I’m trying to run some games and applications like Office 2010 (for school) with wine but there are still some problems. I’ve installed wine 1.5.25 and I’m trying to run Diablo III. The game starts just fine but my colors are all messed up. I’ve already installed the nvidia drivers from the openSUSE website for my GTX 560 but still… Is there a way I can fix this?
When I start Steam, it gives me an error saying OpenGL GLX direct rendering is not enabled. When I open the nvidia settings panel, it says: direct rendering: No.
But how can I enable this? I’ve got the nvidia 310.44 drivers installed.
Have you installed all the latest online updates? One of yesterday’s updates is supposed to fix a color error on NVIDIA cards.
When I start Steam, it gives me an error saying OpenGL GLX direct rendering is not enabled. When I open the nvidia settings panel, it says: direct rendering: No.
But how can I enable this? I’ve got the nvidia 310.44 drivers installed.
Are you sure your nvidia driver is working correctly? If you are using a fresh openSUSE 12.3 install, you have to manually add your user to the “video” group to make 3D acceleration work. See the Release Notes, chapter 2.3.

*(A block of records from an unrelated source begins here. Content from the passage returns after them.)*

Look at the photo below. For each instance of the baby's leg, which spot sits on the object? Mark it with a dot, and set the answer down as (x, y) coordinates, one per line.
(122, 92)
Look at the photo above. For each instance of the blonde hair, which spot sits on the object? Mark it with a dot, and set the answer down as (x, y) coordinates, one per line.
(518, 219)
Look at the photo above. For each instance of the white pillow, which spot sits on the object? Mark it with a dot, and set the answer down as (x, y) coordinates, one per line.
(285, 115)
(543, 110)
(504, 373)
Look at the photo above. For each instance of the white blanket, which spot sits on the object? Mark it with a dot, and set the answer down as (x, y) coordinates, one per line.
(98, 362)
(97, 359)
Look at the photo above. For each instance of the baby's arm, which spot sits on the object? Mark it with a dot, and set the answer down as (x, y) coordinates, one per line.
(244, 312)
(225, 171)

Thank you very much for the “video” tip – I was struggling with slow NVIDIA proprietary drivers too! I’ve also came from Ubuntu, so, I guess, it’s time to forget the Ubuntu past and start reading docs
By the way, maybe you could give me a hint on how to remove the NVIDIA drivers and revert to nouveau? Just in case…
So my suggestion is if you don’t intend on sticking with the nVIDIA proprietary video drivers, don’t head down that road to begin with and stick with the open source nouveau one instead. In general terms to uninstall your would:
Uninstall the nVIDIA proprietary video driver, either manually or from YaST.
Remove the nomodeset command from Grub 2 default config and regenerate the Grub 2 menu without the nomodeset command being used.
Make sure to revert the NO_KMS_IN_INITRD to NO from /etc/systemconfig using YaST and allow intrd to be recreated using KMS.
Remove the blacklist of the open source nouveau driver .
Not sure of anything else except prayer and good luck. I can admit to having reloaded before when I could not get it back to normal. I will also add that done right, the nVIDIA proprietary video driver is faster and in general looks better. Its problem is being knocked off the post with kernel and other upgrades that come with normal usage of openSUSE.